Je vous embrasse fort et je vous aime plus que tout, vous êtes le trésor de ma vie,

Papa.

Adorable. Je referme soigneusement l'enveloppe. Papa n'a pas à s'en faire, tout va bien se passer. Je me concentre uniquement sur les cours et les retenues que je donne. Ma bouche se fend d'un sourire. Jamais je ne me préoccuperai d'autre chose, n'est-ce pas ? Moi, passer mon temps à me demander comment je vais gérer mon amitié avec les Scamander, perdre du temps à essayer d'avoir des informations sur ma mère ? Jamais. La métamorphose est bien trop intéressante pour que je daigne faire autre chose de ma vie. Il a quand même une idée un peu réduite de la jeunesse. À se demander s'il a été jeune un jour. Je soupire.

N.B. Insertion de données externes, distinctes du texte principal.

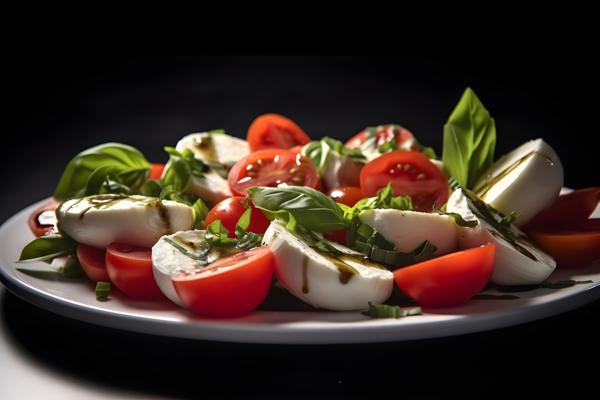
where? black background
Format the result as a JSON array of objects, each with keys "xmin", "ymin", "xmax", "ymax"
[{"xmin": 0, "ymin": 54, "xmax": 600, "ymax": 397}]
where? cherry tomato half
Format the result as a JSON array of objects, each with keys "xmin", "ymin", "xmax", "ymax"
[
  {"xmin": 227, "ymin": 149, "xmax": 319, "ymax": 195},
  {"xmin": 360, "ymin": 151, "xmax": 450, "ymax": 211},
  {"xmin": 106, "ymin": 243, "xmax": 164, "ymax": 300},
  {"xmin": 394, "ymin": 243, "xmax": 496, "ymax": 307},
  {"xmin": 204, "ymin": 196, "xmax": 271, "ymax": 237},
  {"xmin": 345, "ymin": 124, "xmax": 415, "ymax": 150},
  {"xmin": 173, "ymin": 247, "xmax": 274, "ymax": 318},
  {"xmin": 246, "ymin": 114, "xmax": 310, "ymax": 151},
  {"xmin": 77, "ymin": 243, "xmax": 110, "ymax": 282},
  {"xmin": 27, "ymin": 199, "xmax": 59, "ymax": 236}
]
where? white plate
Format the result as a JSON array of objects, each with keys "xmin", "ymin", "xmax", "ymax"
[{"xmin": 0, "ymin": 198, "xmax": 600, "ymax": 343}]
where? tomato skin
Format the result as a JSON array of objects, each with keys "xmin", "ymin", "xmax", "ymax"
[
  {"xmin": 328, "ymin": 186, "xmax": 365, "ymax": 207},
  {"xmin": 106, "ymin": 243, "xmax": 164, "ymax": 300},
  {"xmin": 173, "ymin": 247, "xmax": 274, "ymax": 318},
  {"xmin": 204, "ymin": 196, "xmax": 271, "ymax": 237},
  {"xmin": 360, "ymin": 151, "xmax": 450, "ymax": 211},
  {"xmin": 149, "ymin": 163, "xmax": 165, "ymax": 179},
  {"xmin": 529, "ymin": 228, "xmax": 600, "ymax": 268},
  {"xmin": 27, "ymin": 198, "xmax": 60, "ymax": 237},
  {"xmin": 246, "ymin": 114, "xmax": 310, "ymax": 152},
  {"xmin": 523, "ymin": 186, "xmax": 600, "ymax": 231},
  {"xmin": 77, "ymin": 243, "xmax": 110, "ymax": 282},
  {"xmin": 227, "ymin": 149, "xmax": 319, "ymax": 196},
  {"xmin": 344, "ymin": 124, "xmax": 415, "ymax": 150},
  {"xmin": 394, "ymin": 243, "xmax": 496, "ymax": 307}
]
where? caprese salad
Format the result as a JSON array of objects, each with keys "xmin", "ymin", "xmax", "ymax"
[{"xmin": 19, "ymin": 89, "xmax": 600, "ymax": 318}]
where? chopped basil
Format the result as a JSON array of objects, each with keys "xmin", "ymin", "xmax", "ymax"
[
  {"xmin": 363, "ymin": 302, "xmax": 423, "ymax": 319},
  {"xmin": 96, "ymin": 282, "xmax": 111, "ymax": 301},
  {"xmin": 442, "ymin": 88, "xmax": 496, "ymax": 189}
]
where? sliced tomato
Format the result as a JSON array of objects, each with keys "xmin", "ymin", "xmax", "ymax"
[
  {"xmin": 329, "ymin": 186, "xmax": 365, "ymax": 207},
  {"xmin": 360, "ymin": 151, "xmax": 450, "ymax": 211},
  {"xmin": 394, "ymin": 243, "xmax": 496, "ymax": 307},
  {"xmin": 345, "ymin": 124, "xmax": 415, "ymax": 150},
  {"xmin": 246, "ymin": 114, "xmax": 310, "ymax": 151},
  {"xmin": 228, "ymin": 149, "xmax": 319, "ymax": 195},
  {"xmin": 529, "ymin": 228, "xmax": 600, "ymax": 268},
  {"xmin": 523, "ymin": 187, "xmax": 600, "ymax": 231},
  {"xmin": 150, "ymin": 163, "xmax": 165, "ymax": 179},
  {"xmin": 77, "ymin": 243, "xmax": 110, "ymax": 282},
  {"xmin": 173, "ymin": 247, "xmax": 274, "ymax": 318},
  {"xmin": 204, "ymin": 196, "xmax": 271, "ymax": 237},
  {"xmin": 106, "ymin": 243, "xmax": 164, "ymax": 300},
  {"xmin": 27, "ymin": 199, "xmax": 59, "ymax": 236}
]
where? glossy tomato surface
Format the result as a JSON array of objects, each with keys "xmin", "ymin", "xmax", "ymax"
[
  {"xmin": 360, "ymin": 151, "xmax": 450, "ymax": 211},
  {"xmin": 77, "ymin": 243, "xmax": 110, "ymax": 282},
  {"xmin": 227, "ymin": 149, "xmax": 319, "ymax": 196},
  {"xmin": 173, "ymin": 247, "xmax": 274, "ymax": 318},
  {"xmin": 394, "ymin": 243, "xmax": 496, "ymax": 307},
  {"xmin": 106, "ymin": 243, "xmax": 164, "ymax": 300},
  {"xmin": 246, "ymin": 114, "xmax": 310, "ymax": 151},
  {"xmin": 204, "ymin": 196, "xmax": 271, "ymax": 237}
]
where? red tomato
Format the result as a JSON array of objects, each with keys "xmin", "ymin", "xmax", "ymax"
[
  {"xmin": 228, "ymin": 149, "xmax": 319, "ymax": 195},
  {"xmin": 246, "ymin": 114, "xmax": 310, "ymax": 151},
  {"xmin": 329, "ymin": 186, "xmax": 365, "ymax": 207},
  {"xmin": 523, "ymin": 187, "xmax": 600, "ymax": 231},
  {"xmin": 529, "ymin": 227, "xmax": 600, "ymax": 268},
  {"xmin": 204, "ymin": 196, "xmax": 271, "ymax": 237},
  {"xmin": 345, "ymin": 124, "xmax": 415, "ymax": 150},
  {"xmin": 106, "ymin": 243, "xmax": 163, "ymax": 300},
  {"xmin": 173, "ymin": 247, "xmax": 274, "ymax": 318},
  {"xmin": 360, "ymin": 151, "xmax": 449, "ymax": 211},
  {"xmin": 150, "ymin": 163, "xmax": 165, "ymax": 179},
  {"xmin": 394, "ymin": 243, "xmax": 496, "ymax": 307},
  {"xmin": 27, "ymin": 199, "xmax": 59, "ymax": 236},
  {"xmin": 77, "ymin": 243, "xmax": 110, "ymax": 282}
]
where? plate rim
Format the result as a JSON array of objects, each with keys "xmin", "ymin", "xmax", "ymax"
[{"xmin": 0, "ymin": 198, "xmax": 600, "ymax": 344}]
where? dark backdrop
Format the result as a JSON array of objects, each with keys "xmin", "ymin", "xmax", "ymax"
[{"xmin": 0, "ymin": 53, "xmax": 600, "ymax": 395}]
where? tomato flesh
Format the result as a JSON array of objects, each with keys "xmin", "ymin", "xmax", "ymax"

Mon petit-déjeuner fini, je me dirige vers la Volière pour lui écrire une réponse rassurante. En chemin, je croise Lysander qui est en train d'accrocher des affiches sur les murs. Je me glisse discrètement derrière lui pour lire par dessus son épaule. Ça me fait à moitié rire.

« C'est toi qui a fait ça ? Des affiches pour le Quiz de vendredi avec ma tête en gros dessus ? Sérieusement ? »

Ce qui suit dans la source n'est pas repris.